Художник вернулся во двор, дошел до подъезда и остановился. Несколько секунд он размышлял, потом резко повернулся и вышел на улицу. Вдалеке, освещенный ярким светом уличного фонаря, крупными, быстрыми шагами удалялся Комаров. Румянцев пошел в ту сторону, куда направилась Ольга, все больше ускоряя шаги. Свернув в переулок, он побежал…
Придя в РОНО, Комаров долго проверял списки гимнастов. Потом построил их в колонну и повел в клуб имени Калинина на вечер. В клубе он пробыл почти до полуночи, а затем отправился на лыжную базу – проверять инвентарь. Сказал, что утром уезжает, поэтому и приходится ночью заняться этим делом.
Только на рассвете Комаров вернулся домой. Ни жены, ни художника дома не было. Он вскипятил себе воду, помылся и уложил в рюкзак чистое белье.
– Ну и женушка у вас, даже не пришла собрать мужа в дорогу, – посетовала соседка.
– Пустяки, Анна Ильинична, – ответил Комаров, – что я, барышня? Да и лучше, что Ольга осталась ночевать у тетки. Завтра праздник, выходной день, пусть отдохнет. Только, я думаю, мне здорово попадет от старушки. Она не любит, когда родственники забывают поздравить ее с днем рождения. Между нами, я и сам жалею, что не пошел к ней. Она такими ватрушками угощает – во рту тают!
Комаров написал записку жене, взял рюкзак и отправился на вокзал к шестичасовому поезду. Анна Ильинична убрала комнату Комаровых, потом решила пойти на рынок за молоком. Раздался звонок. Вошел Румянцев. Художник объяснил, что был в железнодорожном клубе на вечере, оставался танцевать, а после добирался до дому пешком. Румянцев продрог, руки его дрожали, он никак не мог вставить ключ в замочную скважину. По его словам, переходя по доске через канаву, он поскользнулся и упал: на брюках, перчатках, полах шубы остались следы красновато-желтой глины.
Когда Румянцев переоделся, Анна Ильинична напоила его горячим чаем, взяла одежду, отмыла грязь.

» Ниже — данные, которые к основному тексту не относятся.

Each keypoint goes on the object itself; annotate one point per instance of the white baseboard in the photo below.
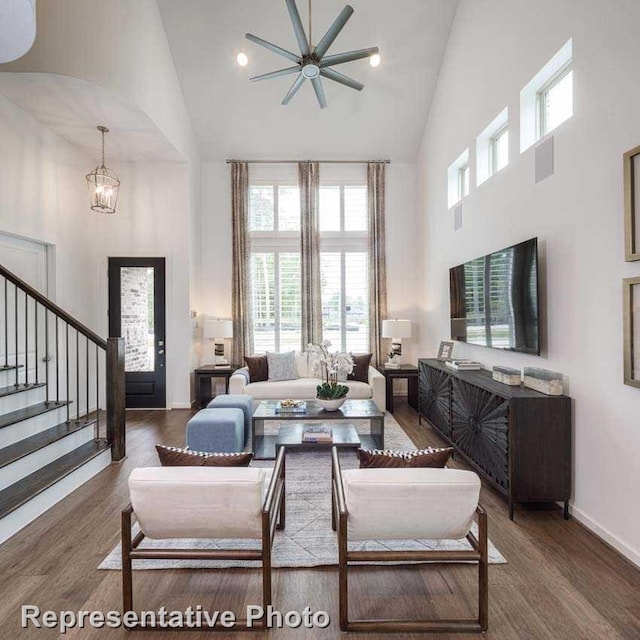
(631, 554)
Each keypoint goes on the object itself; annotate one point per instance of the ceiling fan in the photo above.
(313, 64)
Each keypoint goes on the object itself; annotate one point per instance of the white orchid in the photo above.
(329, 366)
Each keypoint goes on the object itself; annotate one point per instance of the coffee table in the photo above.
(264, 446)
(344, 436)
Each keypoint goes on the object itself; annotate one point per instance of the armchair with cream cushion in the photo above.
(203, 502)
(304, 386)
(408, 504)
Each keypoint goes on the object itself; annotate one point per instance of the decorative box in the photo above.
(507, 375)
(543, 380)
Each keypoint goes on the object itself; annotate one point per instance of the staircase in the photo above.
(61, 403)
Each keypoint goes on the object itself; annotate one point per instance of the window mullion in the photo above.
(343, 303)
(276, 299)
(276, 208)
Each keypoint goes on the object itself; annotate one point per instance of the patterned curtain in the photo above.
(241, 299)
(377, 258)
(309, 183)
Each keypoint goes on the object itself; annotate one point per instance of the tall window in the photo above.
(276, 288)
(344, 266)
(274, 223)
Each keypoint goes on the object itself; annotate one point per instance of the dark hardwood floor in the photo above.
(560, 583)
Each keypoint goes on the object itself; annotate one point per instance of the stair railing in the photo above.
(80, 371)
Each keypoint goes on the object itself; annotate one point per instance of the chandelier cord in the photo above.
(102, 149)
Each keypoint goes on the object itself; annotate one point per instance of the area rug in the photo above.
(307, 540)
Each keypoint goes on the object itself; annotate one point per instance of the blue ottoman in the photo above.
(241, 401)
(216, 430)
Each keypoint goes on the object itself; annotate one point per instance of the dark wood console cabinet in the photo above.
(517, 439)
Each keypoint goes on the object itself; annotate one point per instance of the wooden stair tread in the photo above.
(19, 388)
(31, 411)
(40, 440)
(27, 488)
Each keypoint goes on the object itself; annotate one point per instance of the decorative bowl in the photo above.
(330, 405)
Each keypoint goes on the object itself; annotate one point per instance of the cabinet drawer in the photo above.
(480, 429)
(434, 393)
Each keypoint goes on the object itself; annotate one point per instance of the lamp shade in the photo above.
(396, 328)
(218, 329)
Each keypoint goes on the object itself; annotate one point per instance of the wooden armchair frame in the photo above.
(273, 517)
(340, 515)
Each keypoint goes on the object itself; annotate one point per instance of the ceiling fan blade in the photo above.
(273, 47)
(339, 58)
(341, 78)
(295, 87)
(317, 87)
(298, 29)
(332, 32)
(276, 74)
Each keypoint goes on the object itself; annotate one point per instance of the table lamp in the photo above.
(396, 330)
(218, 330)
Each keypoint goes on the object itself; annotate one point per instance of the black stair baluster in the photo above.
(15, 308)
(67, 367)
(26, 339)
(35, 314)
(97, 393)
(46, 354)
(6, 326)
(57, 362)
(77, 376)
(86, 375)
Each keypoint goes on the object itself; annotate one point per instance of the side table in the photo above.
(203, 377)
(408, 371)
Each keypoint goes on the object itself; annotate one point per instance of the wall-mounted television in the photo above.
(495, 301)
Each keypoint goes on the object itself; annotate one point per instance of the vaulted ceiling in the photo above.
(233, 117)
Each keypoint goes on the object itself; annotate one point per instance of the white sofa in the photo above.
(304, 387)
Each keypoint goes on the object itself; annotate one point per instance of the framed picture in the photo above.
(446, 350)
(631, 303)
(631, 169)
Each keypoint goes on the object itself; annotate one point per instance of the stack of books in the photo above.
(291, 406)
(463, 365)
(315, 435)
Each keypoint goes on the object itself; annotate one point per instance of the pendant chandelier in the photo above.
(103, 184)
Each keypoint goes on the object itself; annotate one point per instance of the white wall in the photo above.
(43, 197)
(118, 45)
(496, 47)
(403, 244)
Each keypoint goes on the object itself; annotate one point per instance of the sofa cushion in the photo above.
(302, 364)
(258, 368)
(177, 457)
(282, 366)
(302, 389)
(393, 459)
(401, 504)
(361, 364)
(198, 502)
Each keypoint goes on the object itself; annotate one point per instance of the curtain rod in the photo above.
(229, 161)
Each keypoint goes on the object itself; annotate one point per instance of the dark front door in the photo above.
(137, 313)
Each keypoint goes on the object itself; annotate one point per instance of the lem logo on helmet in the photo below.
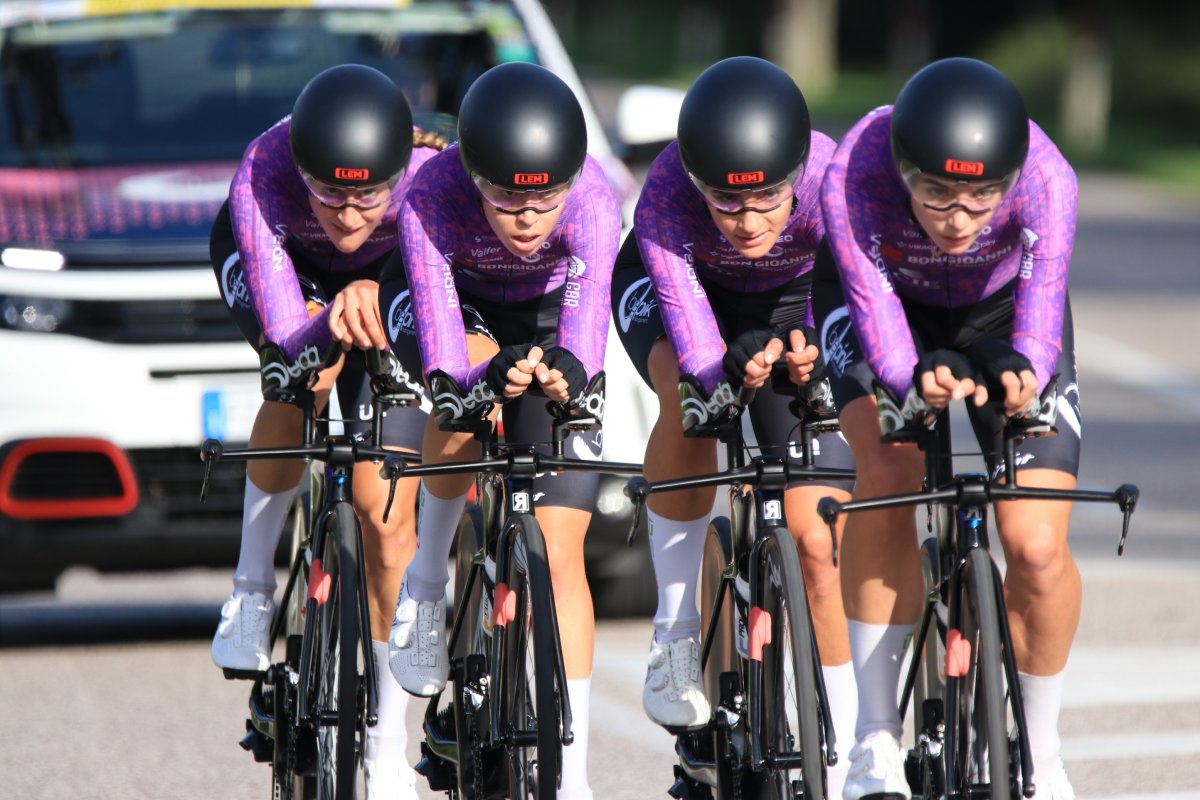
(957, 167)
(742, 179)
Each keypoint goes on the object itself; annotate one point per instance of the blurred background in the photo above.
(1115, 84)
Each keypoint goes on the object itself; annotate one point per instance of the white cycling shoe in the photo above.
(673, 696)
(876, 770)
(390, 779)
(241, 643)
(417, 645)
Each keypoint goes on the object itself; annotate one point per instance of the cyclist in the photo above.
(298, 248)
(714, 283)
(949, 220)
(508, 241)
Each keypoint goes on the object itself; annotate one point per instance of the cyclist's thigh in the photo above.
(635, 308)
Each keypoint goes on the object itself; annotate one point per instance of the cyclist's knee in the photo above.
(1039, 555)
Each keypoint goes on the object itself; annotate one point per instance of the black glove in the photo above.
(993, 358)
(960, 366)
(498, 367)
(742, 349)
(574, 373)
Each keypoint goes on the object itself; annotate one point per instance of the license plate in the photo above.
(228, 414)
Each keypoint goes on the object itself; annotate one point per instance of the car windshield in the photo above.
(198, 84)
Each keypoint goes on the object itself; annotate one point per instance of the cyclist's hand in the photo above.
(510, 372)
(749, 359)
(561, 374)
(354, 317)
(945, 376)
(803, 358)
(1007, 374)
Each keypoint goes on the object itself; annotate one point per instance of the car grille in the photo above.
(169, 481)
(151, 322)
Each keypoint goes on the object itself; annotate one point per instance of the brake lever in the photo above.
(210, 452)
(1127, 500)
(636, 488)
(391, 469)
(829, 510)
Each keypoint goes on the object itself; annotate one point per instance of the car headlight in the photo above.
(39, 314)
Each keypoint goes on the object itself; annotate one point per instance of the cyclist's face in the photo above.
(753, 233)
(348, 227)
(522, 233)
(951, 224)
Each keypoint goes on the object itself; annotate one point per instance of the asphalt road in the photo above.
(107, 690)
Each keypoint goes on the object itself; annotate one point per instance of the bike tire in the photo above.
(529, 697)
(292, 765)
(977, 734)
(790, 702)
(339, 707)
(474, 770)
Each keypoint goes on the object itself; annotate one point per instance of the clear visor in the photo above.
(359, 197)
(945, 194)
(753, 199)
(517, 202)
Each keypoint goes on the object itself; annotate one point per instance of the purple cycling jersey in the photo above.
(269, 210)
(881, 251)
(679, 241)
(449, 245)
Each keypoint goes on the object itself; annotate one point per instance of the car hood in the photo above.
(106, 206)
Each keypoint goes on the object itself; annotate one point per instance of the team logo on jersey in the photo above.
(837, 343)
(636, 304)
(233, 283)
(400, 317)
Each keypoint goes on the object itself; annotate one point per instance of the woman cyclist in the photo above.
(724, 238)
(507, 247)
(298, 248)
(951, 220)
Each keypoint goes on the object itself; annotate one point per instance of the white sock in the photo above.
(575, 757)
(1042, 696)
(437, 521)
(676, 548)
(877, 653)
(389, 737)
(263, 515)
(843, 695)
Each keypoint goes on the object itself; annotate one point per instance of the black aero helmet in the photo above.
(352, 126)
(521, 128)
(743, 125)
(960, 119)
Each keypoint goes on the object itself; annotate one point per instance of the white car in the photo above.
(119, 356)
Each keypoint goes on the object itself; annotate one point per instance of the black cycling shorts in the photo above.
(526, 419)
(937, 328)
(640, 325)
(402, 427)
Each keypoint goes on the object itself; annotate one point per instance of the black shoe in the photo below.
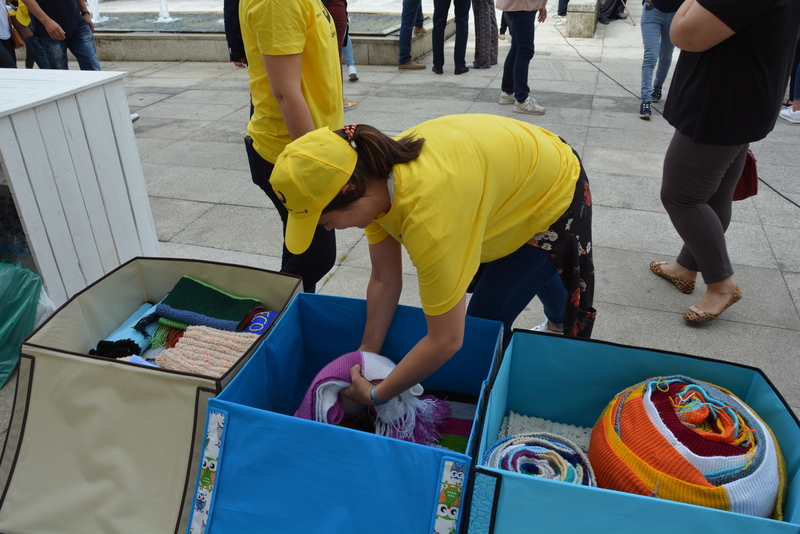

Уходя на рынок, она слышала, как художник еще ворочался на кровати и что-то бормотал…
Анна Ильинична уже давно опекала своих молодых соседей: стирала им, иногда готовила, покупала продукты. Как было до женитьбы Комарова, так и теперь оставалось.
Шестого декабря вечером на квартиру Комаровых пришла с сынишкой Катя Новикова – подруга Ольги по заводу, живущая на соседней улице. Заядлая лыжница, Катя купила своему пятилетнему Юре лыжи. И часто мать с сыном, в белых свитерах и шапочках, скользили по улочкам Покровского-Стрешнева, вызывая улыбки прохожих.
Катя, член редколлегии «Конструктора», сказала, что позавчера вечером Оля забегала к ней, оставила очередной номер газеты. Сегодня они собирались вместе вывесить ее, но Оля почему-то на работу не явилась. Что с ней? Уж не заболела ли?
Анна Ильинична, любившая Ольгу, всполошилась: наверное, заболела и осталась у тетки. Вот беда!